Op een maandagochtend, begin maart, wordt er gebeld door de vader van een
meisje. Zijn dochter is aangerand door een jongen van school. De vader wil weten
wat er gaat gebeuren. ‘s Middags zal het meisje met haar vader langskomen voor
een gesprek. Besproken zal worden of het meisje sterk genoeg is om aangifte te
doen of dat er andere maatregelen getroffen moeten worden.
Door de komst van de schoolagent lijkt het alsof het Candea een criminele
school is, maar dat blijkt een misverstand. Verhoef benadrukt dat hij
voornamelijk een preventieve taak heeft. ‘Candea heeft twee locaties, maar ik
ben voornamelijk in dit gebouw waar de jongste leerlingen zitten. En het project
is juist gestart om in een zo vroeg mogelijk stadium problemen te herkennen. We
werken met de jongste leerlingen in het voortgezet onderwijs, omdat daar nog wat
te veranderen is in het gedrag. Maar ik ben slechts een schakel in het
jeugdbeleid van deze gemeente.’
Het politiekorps Gelderland-Midden besteedt veel aandacht aan de
jeugdproblematiek. Zo is er sinds twee jaar een jeugdrechercheur die onder
andere bezig is om een overkoepelend zorgteam op te zetten. Hij is ook betrokken
geweest bij de totstandkoming van de schoolagent. Verhoef: ‘Op basisscholen
gaven agenten af en toe lessen over een thema als vuurwerk en verkeer en dat
wilden we op een bepaalde manier doortrekken naar het voortgezet onderwijs.

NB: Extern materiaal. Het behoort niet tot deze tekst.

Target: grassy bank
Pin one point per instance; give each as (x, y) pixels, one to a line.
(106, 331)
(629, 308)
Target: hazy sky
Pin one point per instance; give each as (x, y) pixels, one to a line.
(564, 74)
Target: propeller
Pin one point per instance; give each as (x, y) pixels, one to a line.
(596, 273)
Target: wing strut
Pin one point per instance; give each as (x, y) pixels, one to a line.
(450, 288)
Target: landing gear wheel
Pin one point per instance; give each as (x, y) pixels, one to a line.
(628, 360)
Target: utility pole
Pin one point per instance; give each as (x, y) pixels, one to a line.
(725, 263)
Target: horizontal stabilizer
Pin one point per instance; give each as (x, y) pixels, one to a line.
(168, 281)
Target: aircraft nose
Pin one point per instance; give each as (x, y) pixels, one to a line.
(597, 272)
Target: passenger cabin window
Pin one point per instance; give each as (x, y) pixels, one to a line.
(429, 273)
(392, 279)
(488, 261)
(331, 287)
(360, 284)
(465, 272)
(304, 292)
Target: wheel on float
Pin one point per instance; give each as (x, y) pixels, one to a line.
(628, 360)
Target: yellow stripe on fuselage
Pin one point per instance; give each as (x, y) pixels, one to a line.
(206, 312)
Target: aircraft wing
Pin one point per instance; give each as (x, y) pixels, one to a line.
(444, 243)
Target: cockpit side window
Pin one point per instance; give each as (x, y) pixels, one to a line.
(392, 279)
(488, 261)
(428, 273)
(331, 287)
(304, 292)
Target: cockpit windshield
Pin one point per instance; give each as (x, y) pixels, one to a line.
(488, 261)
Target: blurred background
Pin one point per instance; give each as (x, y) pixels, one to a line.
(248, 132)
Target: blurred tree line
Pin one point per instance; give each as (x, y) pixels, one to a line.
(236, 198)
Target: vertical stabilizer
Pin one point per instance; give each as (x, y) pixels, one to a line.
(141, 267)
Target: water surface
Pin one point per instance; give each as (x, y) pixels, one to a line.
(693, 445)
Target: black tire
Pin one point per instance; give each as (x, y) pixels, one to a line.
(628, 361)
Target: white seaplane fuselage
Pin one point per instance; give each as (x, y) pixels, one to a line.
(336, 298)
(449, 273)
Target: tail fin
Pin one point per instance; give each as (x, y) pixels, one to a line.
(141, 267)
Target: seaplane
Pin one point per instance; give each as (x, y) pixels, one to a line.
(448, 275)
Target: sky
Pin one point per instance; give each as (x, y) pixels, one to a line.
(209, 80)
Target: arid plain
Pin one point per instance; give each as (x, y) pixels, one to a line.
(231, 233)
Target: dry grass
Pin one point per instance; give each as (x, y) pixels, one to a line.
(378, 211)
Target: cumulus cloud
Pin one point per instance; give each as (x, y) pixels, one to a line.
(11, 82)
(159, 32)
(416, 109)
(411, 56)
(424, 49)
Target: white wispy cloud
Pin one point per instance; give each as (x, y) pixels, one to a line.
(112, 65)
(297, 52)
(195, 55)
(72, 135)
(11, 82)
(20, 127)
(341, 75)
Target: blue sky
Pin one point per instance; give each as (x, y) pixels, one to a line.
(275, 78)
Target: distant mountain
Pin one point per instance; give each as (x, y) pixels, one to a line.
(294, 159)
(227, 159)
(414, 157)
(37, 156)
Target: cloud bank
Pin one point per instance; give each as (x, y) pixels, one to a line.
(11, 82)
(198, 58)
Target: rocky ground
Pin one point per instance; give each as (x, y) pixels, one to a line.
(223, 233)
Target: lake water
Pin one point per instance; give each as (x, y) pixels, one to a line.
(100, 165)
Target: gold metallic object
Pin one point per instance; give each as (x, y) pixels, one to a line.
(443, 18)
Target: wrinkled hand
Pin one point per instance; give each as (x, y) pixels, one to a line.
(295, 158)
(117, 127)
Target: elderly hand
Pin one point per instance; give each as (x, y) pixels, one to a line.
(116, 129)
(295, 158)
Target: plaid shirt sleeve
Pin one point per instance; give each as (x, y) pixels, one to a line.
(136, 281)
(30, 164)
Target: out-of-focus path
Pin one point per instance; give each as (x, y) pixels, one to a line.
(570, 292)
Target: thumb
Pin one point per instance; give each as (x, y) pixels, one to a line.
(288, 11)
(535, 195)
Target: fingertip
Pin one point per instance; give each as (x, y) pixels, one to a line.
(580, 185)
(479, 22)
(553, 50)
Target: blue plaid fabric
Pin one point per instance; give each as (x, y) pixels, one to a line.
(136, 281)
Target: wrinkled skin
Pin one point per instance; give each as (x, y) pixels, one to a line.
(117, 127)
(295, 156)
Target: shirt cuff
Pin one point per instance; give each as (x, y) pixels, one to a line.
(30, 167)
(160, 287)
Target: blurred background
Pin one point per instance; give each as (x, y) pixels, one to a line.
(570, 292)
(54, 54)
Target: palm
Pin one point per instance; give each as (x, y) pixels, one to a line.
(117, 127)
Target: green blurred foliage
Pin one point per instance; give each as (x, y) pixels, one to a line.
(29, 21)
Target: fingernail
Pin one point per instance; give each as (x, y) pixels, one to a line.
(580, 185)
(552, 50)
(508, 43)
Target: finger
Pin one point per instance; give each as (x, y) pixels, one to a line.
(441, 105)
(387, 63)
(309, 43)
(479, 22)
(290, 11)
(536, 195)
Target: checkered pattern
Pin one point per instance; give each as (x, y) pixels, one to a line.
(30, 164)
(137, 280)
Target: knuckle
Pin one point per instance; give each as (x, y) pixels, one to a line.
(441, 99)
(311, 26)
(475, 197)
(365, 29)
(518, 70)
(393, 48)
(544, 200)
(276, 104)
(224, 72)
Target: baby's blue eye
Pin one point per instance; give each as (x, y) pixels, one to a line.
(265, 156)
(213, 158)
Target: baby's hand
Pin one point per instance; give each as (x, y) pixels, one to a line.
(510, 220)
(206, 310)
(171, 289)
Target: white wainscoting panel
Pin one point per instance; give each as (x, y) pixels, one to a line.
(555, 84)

Ik
geef ook voorlichting over onderwerpen als zinloos geweld en drugs- en
alcoholverslaving. Maar ik ben hier vooral voor de vroegtijdige signalering en
om de probleemjongeren uit de anonimiteit te halen.’
Er komen een paar meisjes langs die vertellen dat ze die ochtend bij het
nabijgelegen cultureel centrum van de fiets zijn geduwd. Ze hebben deze meisjes
herkend en vragen Rob even of hij tijd heeft. Hij spreekt met ze af om in de
middagpauze het verhaal aan te horen. ‘Eigenlijk moeten ze hiervoor
woensdagsmiddags op mijn spreekuur komen. Maar als we nu niet afspreken, doen ze
de aangifte waarschijnlijk helemaal niet.’
Openheid
Voor de vroegtijdige signalering is Verhoef bezig met een training.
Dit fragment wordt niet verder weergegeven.